Bir zamanlar seçim meydanlarında, halka yapacaklarını anlatan ve de sözlerinin arkasında duracağı sözünü verenler, bu gün yavaş yavaş verdikleri sözleri unutmaya; “adam sende” demeye başladı.
Çünkü bol keseden verilen sözler bir süre sonra yürümez olacak.
***
Dün:
Cebindeki nüfus cüzdanıyla istediği özel hastaneye gidebileceklerini seçim alanlarında, vadedenler bugün bu vaatlerini unutarak:
Yeter, artık yaşadığınız hayal âleminden uyanın demeye başladılar.
***
Senin hasta olduğunda gideceğin hastaneye hatta doktora bundan sonra ben karar vereceğim diyorlar.
Nasıl mı?
***
Bu “nasıla” gelmeden önce SGK güvenceli bir hasta yiyeceğinden, içeceğinden hatta giyeceğinden keserek üç beş kuruşu gözden çıkartarak hastalandığında özel hastaneye giderek insanca muayenesini oluyor, reçetesini alıp çıkıyordu.
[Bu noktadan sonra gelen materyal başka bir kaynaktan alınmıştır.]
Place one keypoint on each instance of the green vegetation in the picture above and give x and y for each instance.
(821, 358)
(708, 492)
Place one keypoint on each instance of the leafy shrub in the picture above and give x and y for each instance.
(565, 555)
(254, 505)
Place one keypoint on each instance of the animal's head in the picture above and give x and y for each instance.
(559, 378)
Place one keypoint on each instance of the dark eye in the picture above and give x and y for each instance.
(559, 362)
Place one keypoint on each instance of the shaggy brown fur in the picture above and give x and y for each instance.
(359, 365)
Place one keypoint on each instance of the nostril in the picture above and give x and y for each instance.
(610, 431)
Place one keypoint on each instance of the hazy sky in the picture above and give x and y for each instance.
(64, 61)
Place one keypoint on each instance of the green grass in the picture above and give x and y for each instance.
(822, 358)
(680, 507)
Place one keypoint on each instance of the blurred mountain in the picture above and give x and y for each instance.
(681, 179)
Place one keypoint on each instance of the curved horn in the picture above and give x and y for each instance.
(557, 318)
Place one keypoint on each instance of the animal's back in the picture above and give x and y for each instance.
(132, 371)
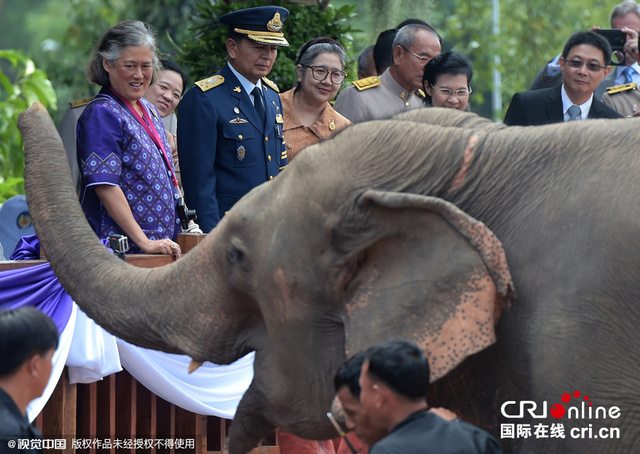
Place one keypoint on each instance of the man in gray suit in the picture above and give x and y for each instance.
(397, 89)
(584, 64)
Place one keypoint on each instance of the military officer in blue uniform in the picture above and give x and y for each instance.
(230, 129)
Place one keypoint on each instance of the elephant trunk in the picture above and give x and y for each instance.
(112, 292)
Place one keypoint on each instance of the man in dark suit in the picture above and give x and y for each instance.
(625, 16)
(230, 129)
(584, 64)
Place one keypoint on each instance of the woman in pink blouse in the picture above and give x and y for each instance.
(308, 116)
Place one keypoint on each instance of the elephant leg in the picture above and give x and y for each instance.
(290, 444)
(249, 425)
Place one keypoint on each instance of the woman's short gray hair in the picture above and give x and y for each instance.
(310, 50)
(321, 48)
(110, 46)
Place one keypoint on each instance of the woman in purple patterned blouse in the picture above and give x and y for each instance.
(128, 181)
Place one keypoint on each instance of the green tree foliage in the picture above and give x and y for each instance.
(18, 91)
(204, 51)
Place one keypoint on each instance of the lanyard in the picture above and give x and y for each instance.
(151, 130)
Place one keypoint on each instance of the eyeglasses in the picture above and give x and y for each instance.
(577, 64)
(321, 72)
(423, 58)
(463, 93)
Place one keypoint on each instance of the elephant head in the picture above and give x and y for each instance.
(339, 252)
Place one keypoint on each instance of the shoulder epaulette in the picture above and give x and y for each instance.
(210, 82)
(81, 102)
(367, 82)
(271, 84)
(621, 88)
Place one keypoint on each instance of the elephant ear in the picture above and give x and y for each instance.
(419, 268)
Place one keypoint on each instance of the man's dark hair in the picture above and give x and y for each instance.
(592, 39)
(171, 66)
(383, 50)
(414, 21)
(349, 374)
(364, 57)
(402, 366)
(24, 332)
(449, 62)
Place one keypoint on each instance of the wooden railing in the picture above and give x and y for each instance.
(119, 415)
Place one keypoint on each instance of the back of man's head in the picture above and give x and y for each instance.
(24, 332)
(349, 374)
(588, 38)
(422, 25)
(168, 65)
(624, 8)
(402, 366)
(383, 50)
(365, 62)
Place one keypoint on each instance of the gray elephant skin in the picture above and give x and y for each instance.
(390, 229)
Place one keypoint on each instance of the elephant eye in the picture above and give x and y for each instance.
(235, 255)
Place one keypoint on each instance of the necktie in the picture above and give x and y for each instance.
(574, 113)
(258, 103)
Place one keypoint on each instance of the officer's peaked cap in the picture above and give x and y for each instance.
(262, 24)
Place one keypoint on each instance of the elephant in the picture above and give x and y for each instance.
(507, 253)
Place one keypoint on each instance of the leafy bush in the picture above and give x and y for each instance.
(204, 51)
(30, 85)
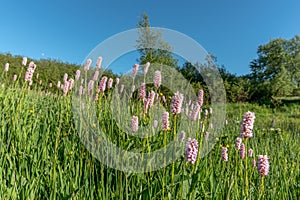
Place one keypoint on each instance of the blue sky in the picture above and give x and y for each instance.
(68, 30)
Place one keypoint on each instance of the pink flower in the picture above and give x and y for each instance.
(247, 124)
(102, 84)
(66, 87)
(77, 75)
(195, 112)
(253, 163)
(99, 62)
(263, 165)
(109, 84)
(90, 87)
(135, 69)
(96, 74)
(24, 61)
(142, 91)
(238, 143)
(15, 77)
(200, 97)
(182, 136)
(121, 88)
(157, 79)
(71, 83)
(146, 68)
(65, 77)
(242, 151)
(155, 123)
(191, 150)
(117, 81)
(80, 90)
(151, 97)
(165, 121)
(176, 103)
(135, 123)
(250, 153)
(6, 67)
(87, 64)
(224, 154)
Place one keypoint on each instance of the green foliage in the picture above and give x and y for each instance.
(151, 46)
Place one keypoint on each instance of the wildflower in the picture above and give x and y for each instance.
(66, 87)
(87, 64)
(109, 84)
(98, 63)
(77, 75)
(146, 68)
(206, 136)
(90, 87)
(155, 123)
(134, 123)
(250, 152)
(182, 135)
(238, 143)
(29, 72)
(80, 90)
(71, 81)
(157, 79)
(102, 84)
(195, 112)
(165, 121)
(96, 74)
(263, 165)
(121, 88)
(200, 97)
(151, 97)
(135, 69)
(65, 77)
(24, 61)
(117, 81)
(176, 103)
(224, 154)
(133, 88)
(6, 67)
(242, 151)
(191, 150)
(247, 124)
(142, 91)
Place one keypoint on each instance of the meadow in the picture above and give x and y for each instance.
(44, 156)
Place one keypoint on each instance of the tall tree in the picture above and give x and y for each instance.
(151, 46)
(276, 71)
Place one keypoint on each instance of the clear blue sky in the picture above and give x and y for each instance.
(68, 30)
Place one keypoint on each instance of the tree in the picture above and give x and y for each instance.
(276, 71)
(151, 46)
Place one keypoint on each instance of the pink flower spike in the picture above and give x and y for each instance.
(157, 79)
(165, 121)
(99, 62)
(191, 150)
(87, 64)
(176, 103)
(135, 123)
(224, 154)
(263, 165)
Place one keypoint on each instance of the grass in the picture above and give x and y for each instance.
(42, 155)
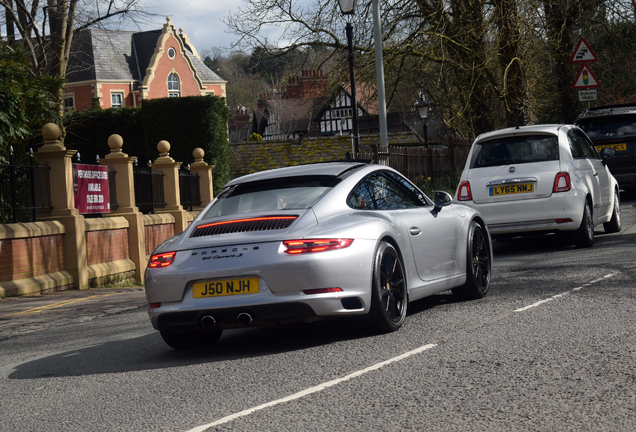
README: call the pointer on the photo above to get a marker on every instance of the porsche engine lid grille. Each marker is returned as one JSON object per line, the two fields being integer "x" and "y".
{"x": 244, "y": 225}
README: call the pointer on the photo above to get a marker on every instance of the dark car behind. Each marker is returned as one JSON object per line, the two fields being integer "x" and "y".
{"x": 614, "y": 126}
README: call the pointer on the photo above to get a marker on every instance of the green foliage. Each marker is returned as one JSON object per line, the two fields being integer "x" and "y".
{"x": 88, "y": 132}
{"x": 26, "y": 100}
{"x": 187, "y": 123}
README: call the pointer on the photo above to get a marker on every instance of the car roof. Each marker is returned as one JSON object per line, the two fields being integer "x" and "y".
{"x": 608, "y": 110}
{"x": 521, "y": 130}
{"x": 326, "y": 168}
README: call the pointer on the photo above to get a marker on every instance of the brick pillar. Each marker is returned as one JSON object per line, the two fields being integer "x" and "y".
{"x": 205, "y": 177}
{"x": 126, "y": 203}
{"x": 172, "y": 193}
{"x": 63, "y": 203}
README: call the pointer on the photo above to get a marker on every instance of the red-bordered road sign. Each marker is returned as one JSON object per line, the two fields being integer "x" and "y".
{"x": 585, "y": 79}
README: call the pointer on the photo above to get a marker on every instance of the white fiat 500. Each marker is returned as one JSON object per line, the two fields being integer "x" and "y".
{"x": 540, "y": 179}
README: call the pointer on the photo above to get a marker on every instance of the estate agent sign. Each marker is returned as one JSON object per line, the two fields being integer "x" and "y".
{"x": 90, "y": 183}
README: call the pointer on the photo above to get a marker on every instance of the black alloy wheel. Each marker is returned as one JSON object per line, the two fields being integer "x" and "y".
{"x": 389, "y": 296}
{"x": 478, "y": 265}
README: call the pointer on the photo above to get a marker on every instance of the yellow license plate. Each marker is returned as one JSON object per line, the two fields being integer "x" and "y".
{"x": 225, "y": 287}
{"x": 617, "y": 147}
{"x": 511, "y": 189}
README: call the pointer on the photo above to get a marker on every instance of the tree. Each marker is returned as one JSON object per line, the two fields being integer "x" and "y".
{"x": 26, "y": 99}
{"x": 484, "y": 64}
{"x": 46, "y": 31}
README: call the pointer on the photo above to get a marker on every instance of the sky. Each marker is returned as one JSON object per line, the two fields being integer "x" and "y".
{"x": 200, "y": 20}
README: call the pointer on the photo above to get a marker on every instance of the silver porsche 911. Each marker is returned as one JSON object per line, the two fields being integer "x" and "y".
{"x": 314, "y": 241}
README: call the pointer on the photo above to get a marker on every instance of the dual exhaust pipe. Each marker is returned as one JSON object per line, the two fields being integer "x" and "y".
{"x": 209, "y": 322}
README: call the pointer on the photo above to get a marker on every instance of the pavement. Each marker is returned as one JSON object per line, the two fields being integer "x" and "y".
{"x": 27, "y": 314}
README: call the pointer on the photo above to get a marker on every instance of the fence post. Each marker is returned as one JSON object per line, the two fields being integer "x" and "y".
{"x": 124, "y": 179}
{"x": 63, "y": 203}
{"x": 170, "y": 170}
{"x": 205, "y": 177}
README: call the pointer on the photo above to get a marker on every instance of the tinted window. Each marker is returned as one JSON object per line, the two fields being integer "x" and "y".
{"x": 517, "y": 150}
{"x": 609, "y": 127}
{"x": 581, "y": 146}
{"x": 277, "y": 194}
{"x": 384, "y": 190}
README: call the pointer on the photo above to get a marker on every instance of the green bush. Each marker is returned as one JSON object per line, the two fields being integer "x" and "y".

Hatta protokol kuralları dikkate alınmayarak derhal yapılması gereken yapılıyordu. Hastaneye yatırılması gerekiyorsa, yatırılıyordu.
İnsanca diyorum çünkü özel hastaneler, hizmetlerini hastaya verirken, bu işi babalarının hayrına yapmıyorlar. Para kazanıyorlar. Para kazanıyorlar da, bunun karşılığında hastalara “insan” olduklarını unutmadıklarını hizmetleriyle gösteriyorlar.
Hele temizlikteki dikkatleri…
***
Ya devlet hastaneleri…
Temizlikteki dikkatti hak getire…
Zamanın her diliminde saygısızlığın ayyuka çıktığı, insanın insanlıkla alakasının olmadı her vakada yüzüne vurulan bir “hakaret hane” olarak görev yapmaktalar.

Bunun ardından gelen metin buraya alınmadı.